You only had to open last week’s Observer to realise what a lot the party leader has on his plate at the moment. As well as dealing with the ‘Petition of 104’, the constant repetition in the paper of the ‘liar’ tag was pretty unpleasant.
Nick Clegg has managed to survive the battering with great dignity so far. But it is hardly surprising that the commentariat are currently writing off his party.
I think they are wrong. But the health of the Lib Dems depends on staying on the correct side of the revolt.
Just set aside the student demonstrations and the flying fire extinguishers for a moment, because – under the radar of the media – there is, I believe, another revolt going on.
You only get the occasional glimpse of it. The teachers who refused to organise SATS. The sit-in by Ryanair passengers dumped on a distant runway. The nun who frustrated a police raid to enforce health and safety regulations.
In fact, it was the nun who first set me thinking along these lines. This was the strange story, earlier in the month, about the raid on the housing estate run by Tower Hamlets Homes, the arms-length management organisation for Tower Hamlets Council.
Without asking for permission, the health and safety team with the police cut through chains to remove a whole range of clutter deemed unsafe, including children’s bicycles and clothes lines.
The process was stopped by a local nun. The Tower Hamlets Homes management withdrew their people, returned the equipment and stepped back.
I was interested in this partly because it was an example of the kind of tyranny over tenants that social housing has tended to lead to in practice in this country, under governments of right and left. But it happened to coincide with my own experience with a voluntary sector conference in Wales, where the frustration with the county council was so intense that one person could say: “Bring on the cuts!” – in the hope that it would relax the powerful controls around nearly everything connected with local life.

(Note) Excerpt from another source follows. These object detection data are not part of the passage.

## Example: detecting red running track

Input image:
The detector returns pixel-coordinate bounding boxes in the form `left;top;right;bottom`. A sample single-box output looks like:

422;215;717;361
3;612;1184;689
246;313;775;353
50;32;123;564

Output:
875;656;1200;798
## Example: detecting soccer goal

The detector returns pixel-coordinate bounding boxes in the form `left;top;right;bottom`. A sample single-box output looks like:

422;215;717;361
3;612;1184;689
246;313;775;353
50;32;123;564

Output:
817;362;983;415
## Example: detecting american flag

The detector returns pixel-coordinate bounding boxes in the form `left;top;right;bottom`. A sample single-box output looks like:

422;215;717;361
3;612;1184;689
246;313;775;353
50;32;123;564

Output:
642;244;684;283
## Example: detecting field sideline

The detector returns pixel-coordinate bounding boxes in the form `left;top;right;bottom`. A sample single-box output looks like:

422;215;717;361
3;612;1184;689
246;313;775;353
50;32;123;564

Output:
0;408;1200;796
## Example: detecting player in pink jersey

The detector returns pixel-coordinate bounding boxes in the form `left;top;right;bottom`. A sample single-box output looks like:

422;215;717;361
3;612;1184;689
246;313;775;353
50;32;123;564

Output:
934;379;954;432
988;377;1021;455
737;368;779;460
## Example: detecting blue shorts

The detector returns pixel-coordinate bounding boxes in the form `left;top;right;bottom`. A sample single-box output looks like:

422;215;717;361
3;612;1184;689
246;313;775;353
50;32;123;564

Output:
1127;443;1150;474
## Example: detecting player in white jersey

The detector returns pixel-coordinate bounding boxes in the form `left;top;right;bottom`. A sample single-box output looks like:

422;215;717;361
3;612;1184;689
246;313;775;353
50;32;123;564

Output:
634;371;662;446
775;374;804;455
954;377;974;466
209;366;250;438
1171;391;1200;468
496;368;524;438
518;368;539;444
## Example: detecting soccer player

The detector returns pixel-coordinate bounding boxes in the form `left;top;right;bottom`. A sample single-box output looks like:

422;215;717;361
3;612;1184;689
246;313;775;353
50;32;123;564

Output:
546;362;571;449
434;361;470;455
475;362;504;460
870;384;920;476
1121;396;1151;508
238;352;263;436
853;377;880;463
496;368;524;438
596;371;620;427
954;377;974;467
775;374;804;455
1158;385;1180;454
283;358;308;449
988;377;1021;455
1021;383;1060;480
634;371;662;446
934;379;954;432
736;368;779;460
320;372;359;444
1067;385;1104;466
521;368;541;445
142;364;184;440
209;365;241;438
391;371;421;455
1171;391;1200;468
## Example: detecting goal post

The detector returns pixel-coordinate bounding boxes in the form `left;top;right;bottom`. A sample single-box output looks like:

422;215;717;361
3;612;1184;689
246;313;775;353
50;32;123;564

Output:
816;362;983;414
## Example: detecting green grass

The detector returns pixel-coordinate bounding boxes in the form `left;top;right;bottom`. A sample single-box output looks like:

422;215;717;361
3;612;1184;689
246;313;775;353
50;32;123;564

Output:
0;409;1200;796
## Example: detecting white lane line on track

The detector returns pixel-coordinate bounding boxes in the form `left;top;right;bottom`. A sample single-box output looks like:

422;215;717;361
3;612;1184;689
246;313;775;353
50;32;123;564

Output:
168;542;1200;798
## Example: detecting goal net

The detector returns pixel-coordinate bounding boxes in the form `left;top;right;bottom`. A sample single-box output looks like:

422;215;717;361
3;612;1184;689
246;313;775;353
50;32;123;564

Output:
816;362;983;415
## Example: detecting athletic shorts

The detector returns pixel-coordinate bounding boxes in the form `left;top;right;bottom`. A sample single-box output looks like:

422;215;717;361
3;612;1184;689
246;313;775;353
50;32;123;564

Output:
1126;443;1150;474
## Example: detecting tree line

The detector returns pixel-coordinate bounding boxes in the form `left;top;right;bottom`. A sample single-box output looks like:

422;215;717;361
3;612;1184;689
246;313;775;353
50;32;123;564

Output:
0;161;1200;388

If this wasn’t enough, I was at a brilliant conference last week led by the systems thinking pioneer John Seddon – and including speakers from two Lib Dem controlled councils – which aggressively poured scorn at New Labour’s industrial approach to public services.
Every mention of the word ‘McKinsey’, the global management consultancy most associated with imposing industrial systems on human services, was greeted by howls of derisive laughter.
This is the first fluttering of an important revolt, maybe more important than the students, against industrial systems, faceless call centres, huge factory schools and hospitals and corporate disdain. It is a revolt in favour of people over process. And I feel more excited by it than anything else since, ooh, well, May.
And, let’s give Nick Clegg some credit. It began, in some ways, with his public promise not to carry an ID card (and ID cards have since been cancelled by Lib Dems in government).
The problem is that there seems to be some kind of struggle inside the soul of the coalition about which side of this revolt the new government is on. Are they setting people free, localising power and abandoning the New Labour control systems? Or are they actually still backing the big procurement systems, big IT systems, warehouse call centres and industrial processes, just like the last government – with all the waste and incompetence it leads to in practice?
If we can stay on the correct side of this revolt, we will be under huge pressure from the corporate lobbyists – the supermarket oligopolies which want to tighten their control over healthy eating policy – but we will at least be Liberals. And in the end we will be on the side of people – which is what really matters.